Porto Seguro teve aumento de casos em fevereiro após as festas de fim de ano, além de ter sofrido com a falta de leitos para pacientes com covid-19. Em Chapecó, o prefeito alardeou o “tratamento precoce” e omitiu que a cidade adotou medidas restritivas severas para combater o vírus, além de ampla testagem e aumento de leitos para pacientes com a doença.
Uma reportagem do TAB de março deste ano informou que, embora Rancho Queimado tenha registrado apenas dois óbitos por covid-19, a cidade vizinha Angelina tem população maior e ainda não havia registrado nenhum óbito (até 1º de junho, Angelina teve apenas uma morte por covid-19).
Senadores como Heinze e Marcos Rogério (DEM-RO) também alegaram erroneamente que o “tratamento precoce” teria levado a bons resultados no combate à covid-19 nos estados. De um total de 12 menções ao tema, em sete houve a afirmação que o Amapá apresenta taxas menores por causa dos medicamentos, o que não é verdade.
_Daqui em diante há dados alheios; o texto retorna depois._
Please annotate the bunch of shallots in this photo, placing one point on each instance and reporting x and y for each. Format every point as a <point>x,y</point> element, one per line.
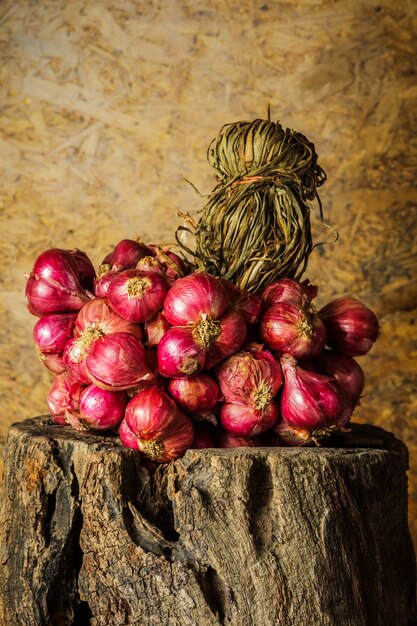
<point>171,359</point>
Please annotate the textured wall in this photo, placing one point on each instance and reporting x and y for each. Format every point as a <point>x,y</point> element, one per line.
<point>107,107</point>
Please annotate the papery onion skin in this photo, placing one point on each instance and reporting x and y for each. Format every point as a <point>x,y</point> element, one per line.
<point>172,443</point>
<point>194,296</point>
<point>86,271</point>
<point>309,401</point>
<point>249,377</point>
<point>352,328</point>
<point>75,361</point>
<point>228,440</point>
<point>245,421</point>
<point>286,328</point>
<point>126,254</point>
<point>99,409</point>
<point>137,296</point>
<point>53,286</point>
<point>151,265</point>
<point>179,354</point>
<point>64,394</point>
<point>102,283</point>
<point>195,394</point>
<point>175,267</point>
<point>128,439</point>
<point>52,332</point>
<point>345,370</point>
<point>150,412</point>
<point>288,290</point>
<point>117,362</point>
<point>232,336</point>
<point>99,318</point>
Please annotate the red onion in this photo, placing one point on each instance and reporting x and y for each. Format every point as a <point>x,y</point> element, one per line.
<point>172,443</point>
<point>245,302</point>
<point>54,362</point>
<point>202,437</point>
<point>64,395</point>
<point>150,412</point>
<point>289,290</point>
<point>125,255</point>
<point>247,421</point>
<point>99,409</point>
<point>228,440</point>
<point>163,432</point>
<point>86,269</point>
<point>196,394</point>
<point>117,362</point>
<point>52,332</point>
<point>152,359</point>
<point>289,329</point>
<point>231,336</point>
<point>155,329</point>
<point>97,319</point>
<point>137,296</point>
<point>128,439</point>
<point>179,354</point>
<point>345,370</point>
<point>75,356</point>
<point>352,328</point>
<point>195,296</point>
<point>102,282</point>
<point>53,286</point>
<point>151,265</point>
<point>311,401</point>
<point>251,378</point>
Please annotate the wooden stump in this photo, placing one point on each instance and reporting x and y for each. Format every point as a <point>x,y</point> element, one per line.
<point>245,537</point>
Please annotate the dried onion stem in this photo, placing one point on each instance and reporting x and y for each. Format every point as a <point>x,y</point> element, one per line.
<point>255,227</point>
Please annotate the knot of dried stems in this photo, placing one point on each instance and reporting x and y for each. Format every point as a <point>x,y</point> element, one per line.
<point>255,227</point>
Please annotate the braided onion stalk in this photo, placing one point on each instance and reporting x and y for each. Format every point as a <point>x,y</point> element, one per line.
<point>255,227</point>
A taxa de letalidade mede a proporção de mortes em relação ao total de casos da doença.
E, veja, a letalidade do Amapá hoje é 1,51; a letalidade de Santa Catarina é 1,57; a letalidade de São Paulo, 3,38, quase o dobro, porque lá não usam o tratamento precoce que usam no Amapá, que foi negociado.
Luis Carlos Heinze (PP-RS) em 27/5/2021
Até 1º de junho, a taxa de letalidade do Amapá (1,5%) era a menor do Brasil, seguida por Roraima, Santa Catarina e Tocantins (1,6%), de acordo com dados do Conass (Conselho Nacional de Secretários de Saúde).
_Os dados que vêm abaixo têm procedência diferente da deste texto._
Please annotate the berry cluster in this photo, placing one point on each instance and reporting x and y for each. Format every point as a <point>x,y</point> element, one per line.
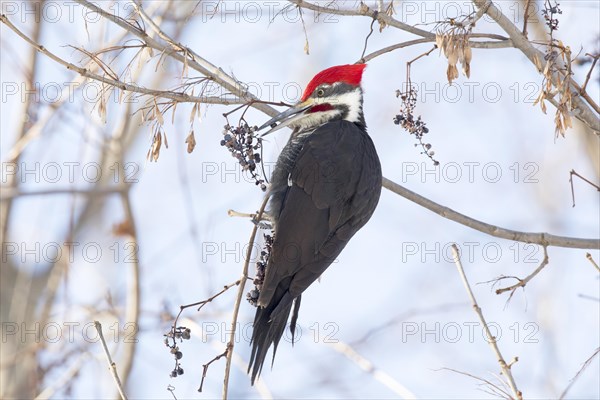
<point>245,147</point>
<point>414,126</point>
<point>261,266</point>
<point>180,333</point>
<point>549,13</point>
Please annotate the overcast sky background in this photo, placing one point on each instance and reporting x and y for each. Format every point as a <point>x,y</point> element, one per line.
<point>499,163</point>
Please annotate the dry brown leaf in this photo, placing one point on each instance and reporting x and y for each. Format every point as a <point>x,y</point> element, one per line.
<point>123,228</point>
<point>191,142</point>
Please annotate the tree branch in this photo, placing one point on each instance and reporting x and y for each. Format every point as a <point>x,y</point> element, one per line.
<point>180,97</point>
<point>491,339</point>
<point>543,239</point>
<point>238,301</point>
<point>387,20</point>
<point>111,364</point>
<point>583,110</point>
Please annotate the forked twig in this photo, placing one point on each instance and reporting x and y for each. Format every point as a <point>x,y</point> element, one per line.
<point>583,179</point>
<point>238,301</point>
<point>111,364</point>
<point>524,281</point>
<point>490,338</point>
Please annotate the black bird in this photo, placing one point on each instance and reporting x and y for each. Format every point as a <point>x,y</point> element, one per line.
<point>325,187</point>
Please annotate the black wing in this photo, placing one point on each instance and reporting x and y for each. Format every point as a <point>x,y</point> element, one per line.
<point>335,187</point>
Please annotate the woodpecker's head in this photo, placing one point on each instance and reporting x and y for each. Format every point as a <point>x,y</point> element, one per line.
<point>333,94</point>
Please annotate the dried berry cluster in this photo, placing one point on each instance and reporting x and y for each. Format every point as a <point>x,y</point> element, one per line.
<point>413,126</point>
<point>245,147</point>
<point>180,333</point>
<point>261,266</point>
<point>549,13</point>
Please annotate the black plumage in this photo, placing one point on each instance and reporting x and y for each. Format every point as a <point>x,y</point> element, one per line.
<point>324,188</point>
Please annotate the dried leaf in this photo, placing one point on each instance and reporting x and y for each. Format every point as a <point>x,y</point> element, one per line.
<point>363,8</point>
<point>158,114</point>
<point>123,228</point>
<point>191,142</point>
<point>452,72</point>
<point>537,62</point>
<point>173,112</point>
<point>154,151</point>
<point>193,113</point>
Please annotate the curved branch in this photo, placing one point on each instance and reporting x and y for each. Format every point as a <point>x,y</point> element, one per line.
<point>181,97</point>
<point>238,300</point>
<point>543,239</point>
<point>387,20</point>
<point>582,109</point>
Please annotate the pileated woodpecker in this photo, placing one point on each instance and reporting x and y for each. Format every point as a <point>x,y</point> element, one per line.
<point>325,187</point>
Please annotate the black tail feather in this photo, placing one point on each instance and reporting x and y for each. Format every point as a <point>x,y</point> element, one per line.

Já a taxa de mortalidade, que mede a proporção de óbitos por 100 mil habitantes, mostra outro cenário. Segundo o Conass e o Ministério da Saúde, a taxa de mortalidade do Amapá é apenas a 12ª mais baixa do país (de 200,5 por 100 mil habitantes), atrás de estados como Maranhão (115,3), Alagoas (142,9) e Bahia (143,4).
Embora o Amapá tenha aderido ao uso de medicamentos como a hidroxicloroquina e a ivermectina em casos de covid-19, não é possível relacionar os índices às drogas, já que o estado também adotou medidas restritivas para combater o vírus.
Em 9 de março foram decretados toque de recolher e lei seca, e no dia 18 foi implementado lockdown no estado. As medidas só começaram a ser flexibilizadas a partir de 12 de abril. No dia seguinte, o governo amapaense divulgou que um relatório científico condicionou as quedas em notificações às medidas restritivas, sem citações ao uso de medicações.
“Os números mostram uma melhora no combate à covid-19 no nosso estado. Mais uma vez o lockdown se mostrou eficiente e mostra, cientificamente, que foi a decisão mais acertada tomada pelo governador Waldez Góes e pelos prefeitos”, disse o superintendente da Vigilância em Saúde, Dorinaldo Malafaia, ao portal do governo estadual.